Cliff Towson says the government’s changes to welfare benefits are putting people with disabilities at a further disadvantage.
As part of the government’s onslaught of new welfare legislation it has reviewed and undone the rights of disabled people.
Firstly, it has invented Personal Independence Payments to replace Disability Living Allowance and which are currently being rolled out slowly.
However, by 2015 the government intends that everyone claiming the benefit will be individually assessed.
We can hope for a change in government, or a realisation that assessing everyone is expensive.
Already ATOS has been funded £390 million for its role in the process.
CSP chief executive Phil Gray pointed out in a documentary on this subject that NHS services cannot cope with current demand so there is going to be no spare capacity for disability assessments.
Governments must realise that long-term degenerative conditions only get worse, cause more pain and disability and require more support.
Meanwhile, the new bedroom tax is also hitting disabled people.
They might need more space for carers to sleep, or be a couple that need to have separate bedrooms, not to mention all the other reasons people may need an extra room.
Following closure of Remploy’s sheltered workshops came the promise that monies saved would go into the Access to Work scheme, which supports people with disabilities to work.
But there is no evidence that this has happened. Again the government misses the point that in a recession getting jobs for able-bodied persons is challenging enough.
Proving prejudice against disabled people in recruitment is difficult, but we all suspect it’s there.
Earlier this year the CSP presented a motion at TUC disability conference requesting the TUC to lobby for job sharing in parliament.

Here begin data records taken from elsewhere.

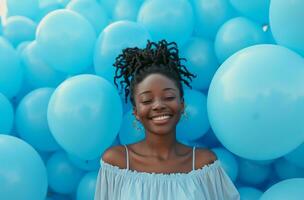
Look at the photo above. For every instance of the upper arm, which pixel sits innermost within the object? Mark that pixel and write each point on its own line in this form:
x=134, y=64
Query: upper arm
x=115, y=156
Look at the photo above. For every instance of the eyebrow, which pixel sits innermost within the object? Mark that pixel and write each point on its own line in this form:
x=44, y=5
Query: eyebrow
x=148, y=91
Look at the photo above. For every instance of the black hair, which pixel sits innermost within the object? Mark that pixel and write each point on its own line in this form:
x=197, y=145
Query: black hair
x=135, y=64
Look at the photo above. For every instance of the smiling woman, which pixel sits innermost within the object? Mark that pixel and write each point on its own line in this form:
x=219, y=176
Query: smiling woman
x=158, y=167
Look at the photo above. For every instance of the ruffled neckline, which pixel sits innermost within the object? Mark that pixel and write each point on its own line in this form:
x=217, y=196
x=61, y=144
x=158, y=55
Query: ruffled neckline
x=142, y=175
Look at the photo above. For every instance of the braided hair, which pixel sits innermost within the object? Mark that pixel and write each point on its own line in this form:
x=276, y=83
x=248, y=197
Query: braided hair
x=135, y=64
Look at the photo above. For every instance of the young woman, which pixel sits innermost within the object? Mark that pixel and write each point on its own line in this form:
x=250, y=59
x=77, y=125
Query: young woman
x=159, y=167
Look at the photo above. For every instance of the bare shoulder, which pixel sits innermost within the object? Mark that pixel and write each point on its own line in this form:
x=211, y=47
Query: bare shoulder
x=204, y=157
x=116, y=156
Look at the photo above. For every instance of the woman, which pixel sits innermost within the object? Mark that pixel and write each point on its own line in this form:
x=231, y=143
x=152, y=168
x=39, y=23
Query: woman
x=159, y=167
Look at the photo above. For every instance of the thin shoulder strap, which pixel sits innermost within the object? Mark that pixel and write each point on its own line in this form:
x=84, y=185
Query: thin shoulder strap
x=193, y=158
x=127, y=156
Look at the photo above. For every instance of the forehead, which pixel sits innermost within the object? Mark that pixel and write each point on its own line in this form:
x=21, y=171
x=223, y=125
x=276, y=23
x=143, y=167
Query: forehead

Some disabled people would stand for parliament, and would probably get elected, but are put off because the stress of a full-time demanding role would almost certainly impact on their health.
There could be 65 disabled politicians in the House of Commons if you took the proportion of known disabled in the population.
So why not allow job sharing? It is allowed everywhere else.
We need to move our policy makers into the world that most of us live in. It’s time for change and true equality.
Cliff Towson is senior physiotherapist, a CSP steward, co-convenor of CSP disabled members’ network and a member of TUC Disabled Workers Committee.